Non è più fantascienza. Non succederà più solo nei fim. Grazie ad un progetto portato avanti da Google, infatti, è stata realizzata una self driving car che ha già percorso circa 140mila miglia su strade pubbliche, nello stato della California, evitando gli ostacoli grazie ad un sistema di videocamere, sensori radar e navigatori, con i quali il computer di bordo monitorava costantemente il percorso della vettura.

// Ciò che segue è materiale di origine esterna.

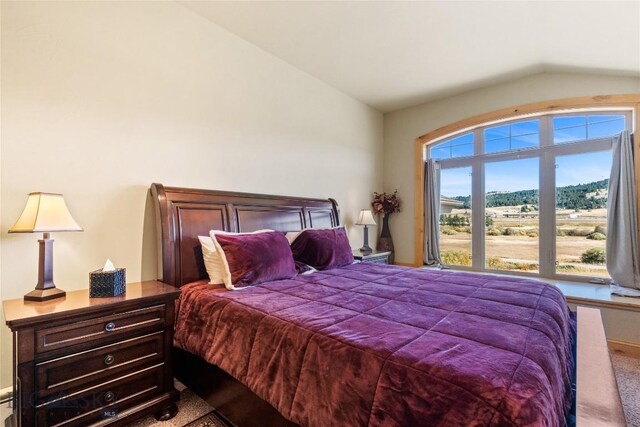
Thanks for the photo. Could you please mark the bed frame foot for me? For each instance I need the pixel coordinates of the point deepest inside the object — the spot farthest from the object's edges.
(167, 413)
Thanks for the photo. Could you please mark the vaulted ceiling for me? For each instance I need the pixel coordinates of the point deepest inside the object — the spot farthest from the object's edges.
(393, 55)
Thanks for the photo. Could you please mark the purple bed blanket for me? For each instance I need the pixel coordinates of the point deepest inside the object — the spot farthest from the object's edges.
(373, 344)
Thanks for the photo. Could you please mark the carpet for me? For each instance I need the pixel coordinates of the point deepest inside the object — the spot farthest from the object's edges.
(628, 377)
(212, 419)
(190, 408)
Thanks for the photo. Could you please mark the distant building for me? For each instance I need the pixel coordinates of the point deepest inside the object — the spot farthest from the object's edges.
(448, 204)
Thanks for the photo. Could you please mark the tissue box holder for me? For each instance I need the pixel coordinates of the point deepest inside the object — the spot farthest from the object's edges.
(107, 283)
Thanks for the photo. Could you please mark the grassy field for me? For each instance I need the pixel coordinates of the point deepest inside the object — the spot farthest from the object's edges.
(512, 241)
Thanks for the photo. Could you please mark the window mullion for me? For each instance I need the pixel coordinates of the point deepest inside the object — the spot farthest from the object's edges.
(547, 201)
(477, 204)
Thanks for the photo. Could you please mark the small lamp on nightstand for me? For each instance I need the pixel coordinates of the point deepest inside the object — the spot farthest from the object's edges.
(45, 212)
(366, 219)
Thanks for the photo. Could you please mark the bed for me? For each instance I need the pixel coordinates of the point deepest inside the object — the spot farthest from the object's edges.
(362, 344)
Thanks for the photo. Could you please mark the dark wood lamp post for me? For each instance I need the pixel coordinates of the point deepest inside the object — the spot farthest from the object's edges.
(45, 213)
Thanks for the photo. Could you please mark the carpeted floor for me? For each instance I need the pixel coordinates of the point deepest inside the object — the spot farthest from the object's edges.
(628, 376)
(193, 408)
(190, 407)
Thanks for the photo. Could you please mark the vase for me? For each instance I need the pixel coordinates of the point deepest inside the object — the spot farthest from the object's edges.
(385, 242)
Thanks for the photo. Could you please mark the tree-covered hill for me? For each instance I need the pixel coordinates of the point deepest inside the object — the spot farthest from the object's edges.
(581, 196)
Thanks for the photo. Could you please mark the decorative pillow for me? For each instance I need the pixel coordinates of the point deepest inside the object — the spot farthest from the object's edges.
(254, 258)
(212, 260)
(323, 248)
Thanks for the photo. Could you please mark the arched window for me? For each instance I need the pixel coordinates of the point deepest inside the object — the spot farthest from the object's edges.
(528, 195)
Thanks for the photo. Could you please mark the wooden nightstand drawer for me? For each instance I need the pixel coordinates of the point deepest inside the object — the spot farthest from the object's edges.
(100, 328)
(69, 353)
(90, 405)
(89, 367)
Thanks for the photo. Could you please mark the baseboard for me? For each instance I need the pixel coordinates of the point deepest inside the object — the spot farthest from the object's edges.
(625, 348)
(6, 394)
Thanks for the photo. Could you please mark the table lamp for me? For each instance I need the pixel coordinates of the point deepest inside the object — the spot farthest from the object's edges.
(366, 219)
(46, 213)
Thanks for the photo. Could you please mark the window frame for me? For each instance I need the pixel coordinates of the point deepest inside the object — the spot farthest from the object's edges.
(547, 151)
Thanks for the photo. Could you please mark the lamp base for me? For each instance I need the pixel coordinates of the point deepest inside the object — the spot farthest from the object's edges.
(44, 294)
(366, 250)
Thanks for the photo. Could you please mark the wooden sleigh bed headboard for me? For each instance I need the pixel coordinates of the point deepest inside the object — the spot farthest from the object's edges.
(183, 214)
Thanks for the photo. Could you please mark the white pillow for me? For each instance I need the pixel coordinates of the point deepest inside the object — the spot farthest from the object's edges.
(225, 272)
(212, 260)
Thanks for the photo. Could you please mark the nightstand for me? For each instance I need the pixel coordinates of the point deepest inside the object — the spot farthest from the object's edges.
(81, 361)
(374, 256)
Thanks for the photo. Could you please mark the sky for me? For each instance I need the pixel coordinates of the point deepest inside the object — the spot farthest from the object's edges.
(523, 174)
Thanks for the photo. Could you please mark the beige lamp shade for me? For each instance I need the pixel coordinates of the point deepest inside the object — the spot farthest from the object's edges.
(365, 218)
(45, 212)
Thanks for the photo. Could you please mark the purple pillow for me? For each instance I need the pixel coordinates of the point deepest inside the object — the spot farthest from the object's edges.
(323, 248)
(257, 258)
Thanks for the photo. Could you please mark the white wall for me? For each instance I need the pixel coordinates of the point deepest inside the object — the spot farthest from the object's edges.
(99, 100)
(401, 128)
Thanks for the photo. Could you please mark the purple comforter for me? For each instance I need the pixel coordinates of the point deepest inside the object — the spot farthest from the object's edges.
(372, 344)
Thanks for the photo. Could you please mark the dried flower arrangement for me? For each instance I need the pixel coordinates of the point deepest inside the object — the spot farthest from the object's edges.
(384, 203)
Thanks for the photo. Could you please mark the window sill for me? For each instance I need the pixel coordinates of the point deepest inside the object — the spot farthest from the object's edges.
(581, 293)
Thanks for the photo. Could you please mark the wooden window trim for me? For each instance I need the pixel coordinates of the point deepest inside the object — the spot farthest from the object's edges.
(630, 101)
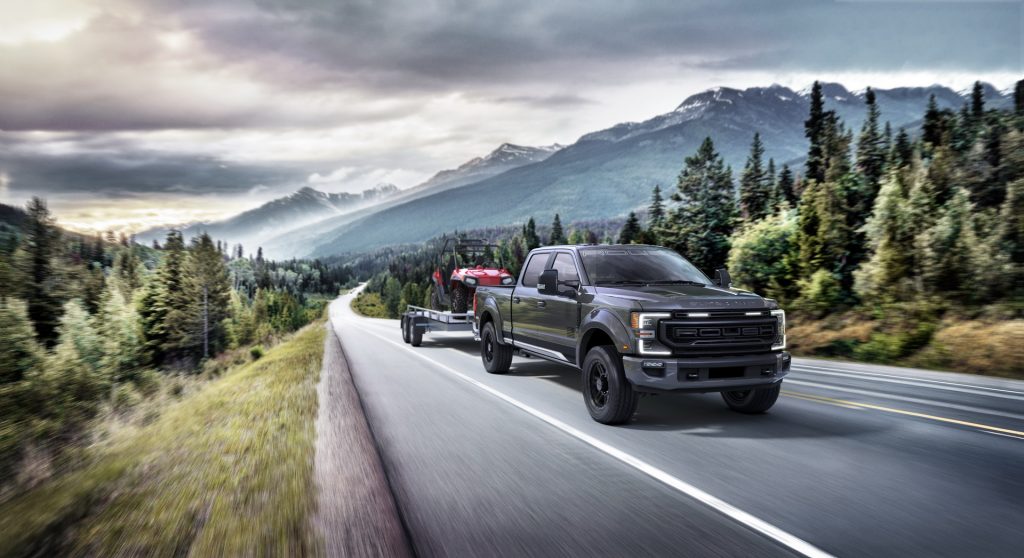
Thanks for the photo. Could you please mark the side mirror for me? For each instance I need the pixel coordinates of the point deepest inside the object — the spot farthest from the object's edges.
(548, 284)
(722, 279)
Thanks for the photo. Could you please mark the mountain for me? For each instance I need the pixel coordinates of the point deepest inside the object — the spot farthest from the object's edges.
(305, 207)
(611, 171)
(506, 157)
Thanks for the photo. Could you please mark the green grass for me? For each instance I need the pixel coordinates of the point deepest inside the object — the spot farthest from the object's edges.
(370, 305)
(227, 471)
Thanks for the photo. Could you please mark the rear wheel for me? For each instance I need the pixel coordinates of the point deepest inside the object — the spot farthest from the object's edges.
(608, 394)
(752, 401)
(460, 298)
(415, 334)
(497, 357)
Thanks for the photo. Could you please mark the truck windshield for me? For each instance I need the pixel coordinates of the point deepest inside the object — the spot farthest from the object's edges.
(639, 266)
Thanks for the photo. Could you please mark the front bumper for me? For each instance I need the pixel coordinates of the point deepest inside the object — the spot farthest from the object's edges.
(706, 373)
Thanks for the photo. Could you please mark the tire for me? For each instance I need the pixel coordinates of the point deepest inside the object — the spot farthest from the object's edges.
(435, 300)
(497, 357)
(460, 298)
(609, 396)
(752, 401)
(415, 335)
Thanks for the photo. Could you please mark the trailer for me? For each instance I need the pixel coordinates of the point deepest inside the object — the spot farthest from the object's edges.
(418, 320)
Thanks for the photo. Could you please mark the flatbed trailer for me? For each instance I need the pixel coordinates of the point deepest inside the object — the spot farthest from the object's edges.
(417, 320)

Il sistema prevede, in ogni caso, la possibilità che il conducente (o meglio il passeggero seduto al posto di guida), possa prendere in ogni momento il controllo dell’auto, ma l’obiettivo principale era realizzare un’autovettura che non necessitasse di conducente, ma in cui ogni individuo è prima di tutto un passeggero.

L’esemplare di auto scelto per l’esperimento è una Toyota Prius, modificata all’interno per ospitare il sistema automatico di guida, ma che all’esterno appariva come un qualsiasi modello di serie, soltanto con uno strano cilindro presente sul tetto.

I collaudi sono stati effettuati in gran segreto, soltanto la polizia californiana era stata avvisata dell’esperimento.

L’auto, in tutta la durata dell’esperimento, non ha richiesto alcuna riparazione oltre ad un controllo preventivo del software. Secondo alcuni esperti e gli ingegneri che hanno lavorato al progetto, l’esperimento apre una rivoluzione nel settore dei trasporti terrestri e presto il codice della strada delle varie nazioni dovrà adeguarsi alla comparsa di auto che si guidano da sole.

Curioso registrare che l’unico ‘inconveniente’ si è verificato durante la sosta ad un semaforo, quando l’auto gestita dal computer è stata tamponata da un automobilista distratto, evidentemente non c’è ancora un software in grado di scongiurare le distrazioni umane alla guida.